TRIBUNKALTARA.COM, TANA TIDUNG - Keterbatasan sumber air masih menjadi salah satu tantangan utama bagi tim pemadam kebakaran dalam penanganan saat terjadi amukan si jago merah di Kabupaten Tana Tidung, Kalimntan Utara.

Kondisi tersebut mendorong Dinas Pemadam Kebakaran dan Penyelamatan (DPKP) Tana Tidung mengusulkan pembangunan tandon air dan jaringan hidran di kawasan permukiman padat penduduk.

Kepala DPKP Tana Tidung Rudi menyampaikan keberadaan tandon air sangat penting untuk memastikan pasokan air tetap tersedia saat proses pemadaman berlangsung, terutama di wilayah yang jauh dari sumber air.

“Jadi poinnya harus ada hidran. Hidran itu seperti jaringan air yang nanti tandon-tandonnya ada di situ. Jadi ketika water supply kosong, dia bisa menyuplai ke unit kita,” ujar Rudi kepada TribunKaltara.com, Selasa (2/6/2026).
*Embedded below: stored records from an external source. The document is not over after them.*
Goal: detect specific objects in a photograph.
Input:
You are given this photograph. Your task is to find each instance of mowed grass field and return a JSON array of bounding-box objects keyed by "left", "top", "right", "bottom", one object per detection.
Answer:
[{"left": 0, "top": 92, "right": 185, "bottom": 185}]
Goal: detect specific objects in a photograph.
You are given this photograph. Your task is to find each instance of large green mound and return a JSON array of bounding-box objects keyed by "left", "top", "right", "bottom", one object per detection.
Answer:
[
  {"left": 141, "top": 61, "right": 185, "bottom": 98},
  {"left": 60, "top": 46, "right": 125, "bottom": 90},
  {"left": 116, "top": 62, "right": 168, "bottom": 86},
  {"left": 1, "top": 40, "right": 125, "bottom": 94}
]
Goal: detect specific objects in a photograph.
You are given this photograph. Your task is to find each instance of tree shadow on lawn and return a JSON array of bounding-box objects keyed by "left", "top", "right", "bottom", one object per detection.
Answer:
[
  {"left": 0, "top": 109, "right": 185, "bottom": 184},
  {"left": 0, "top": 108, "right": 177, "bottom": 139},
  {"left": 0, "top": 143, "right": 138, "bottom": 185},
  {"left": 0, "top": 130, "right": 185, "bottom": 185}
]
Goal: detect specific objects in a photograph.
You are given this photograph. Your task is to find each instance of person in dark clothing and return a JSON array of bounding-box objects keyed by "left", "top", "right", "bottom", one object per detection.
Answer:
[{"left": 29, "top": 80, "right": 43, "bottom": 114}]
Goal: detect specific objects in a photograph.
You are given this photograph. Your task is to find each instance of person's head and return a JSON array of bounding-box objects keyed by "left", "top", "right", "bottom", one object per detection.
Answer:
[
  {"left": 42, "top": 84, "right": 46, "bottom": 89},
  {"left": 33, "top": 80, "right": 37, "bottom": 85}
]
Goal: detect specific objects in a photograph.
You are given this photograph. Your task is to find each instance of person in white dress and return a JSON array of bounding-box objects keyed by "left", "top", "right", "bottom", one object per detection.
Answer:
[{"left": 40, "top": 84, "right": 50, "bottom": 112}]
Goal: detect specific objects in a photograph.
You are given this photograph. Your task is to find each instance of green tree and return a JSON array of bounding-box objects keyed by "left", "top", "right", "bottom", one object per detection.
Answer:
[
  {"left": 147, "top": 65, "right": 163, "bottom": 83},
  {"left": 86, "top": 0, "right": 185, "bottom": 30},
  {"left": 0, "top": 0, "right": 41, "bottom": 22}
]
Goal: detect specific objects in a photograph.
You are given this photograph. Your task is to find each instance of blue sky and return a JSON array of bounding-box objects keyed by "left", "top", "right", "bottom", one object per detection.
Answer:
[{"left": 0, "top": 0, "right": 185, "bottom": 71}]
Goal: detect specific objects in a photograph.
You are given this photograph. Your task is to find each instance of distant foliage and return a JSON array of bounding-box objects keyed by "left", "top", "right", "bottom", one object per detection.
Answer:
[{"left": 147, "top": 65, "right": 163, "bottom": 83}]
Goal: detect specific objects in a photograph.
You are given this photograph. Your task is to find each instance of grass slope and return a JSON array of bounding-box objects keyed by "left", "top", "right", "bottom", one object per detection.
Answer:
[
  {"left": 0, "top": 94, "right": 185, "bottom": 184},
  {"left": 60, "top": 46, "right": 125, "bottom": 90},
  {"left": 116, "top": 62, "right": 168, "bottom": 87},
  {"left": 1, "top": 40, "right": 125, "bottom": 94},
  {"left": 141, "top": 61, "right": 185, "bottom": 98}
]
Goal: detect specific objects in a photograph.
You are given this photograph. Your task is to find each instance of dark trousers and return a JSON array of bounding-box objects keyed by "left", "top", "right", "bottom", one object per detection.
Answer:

Baca juga: DPKP Tana Tidung Imbau Warga Tidak Sembarang Sambung Kabel Listrik, Rawan Picu Kebakaran

Menurut Rudi, idealnya setiap desa yang memiliki kawasan permukiman padat setidaknya mempunyai satu tandon air yang dapat dimanfaatkan sebagai cadangan saat terjadi kebakaran.

“Idealnya di permukiman yang padat harus ada instalasi hidrannya. Paling tidak satu desa yang padat permukiman memiliki satu tandon,” katanya.

Rudi menjelaskan, selama ini petugas pemadam kebakaran kerap menghadapi kendala karena harus mencari sumber air yang lokasinya cukup jauh dari titik kebakaran. 

Kondisi tersebut berpengaruh terhadap kecepatan dan efektivitas penanganan di lapangan.

Karena itu, DPKP Tana Tidung mendorong adanya kolaborasi dengan pemerintah desa dalam penyediaan sarana pendukung penanggulangan kebakaran tersebut.

“Tapi intinya kami membangun kolaborasi. Kalau ada kebakaran itu bagaimana suplai air berkelanjutan, karena kendala sekarang titik airnya jauh kan, jadi butuh waktu,” jelasnya.

Baca juga: DPKP Tana Tidung Siapkan Inspeksi Door to Door, Sasar Permukiman Rawan Kebakaran

Ia menilai pemerintah desa memiliki peran penting karena lebih memahami kondisi wilayah, termasuk lokasi permukiman padat yang memiliki risiko kebakaran lebih tinggi.

Rudi menambahkan, sejumlah fasilitas umum dan bangunan layanan publik di Tana Tidung saat ini sudah memiliki sistem cadangan air sendiri sebagai bagian dari upaya mitigasi kebakaran.

“Selama ini yang lengkap memiliki itu kan rumah sakit, perbankan. Artinya proteksinya sudah jalan,” tambahnya.

Meski demikian, penerapan sistem serupa di kawasan permukiman warga masih memerlukan proses bertahap karena membutuhkan dukungan anggaran dan perencanaan yang matang.

“Nah kalau permukiman masyarakat memang butuh waktu. Ini juga salah satu upaya kita ke depannya,” pungkasnya.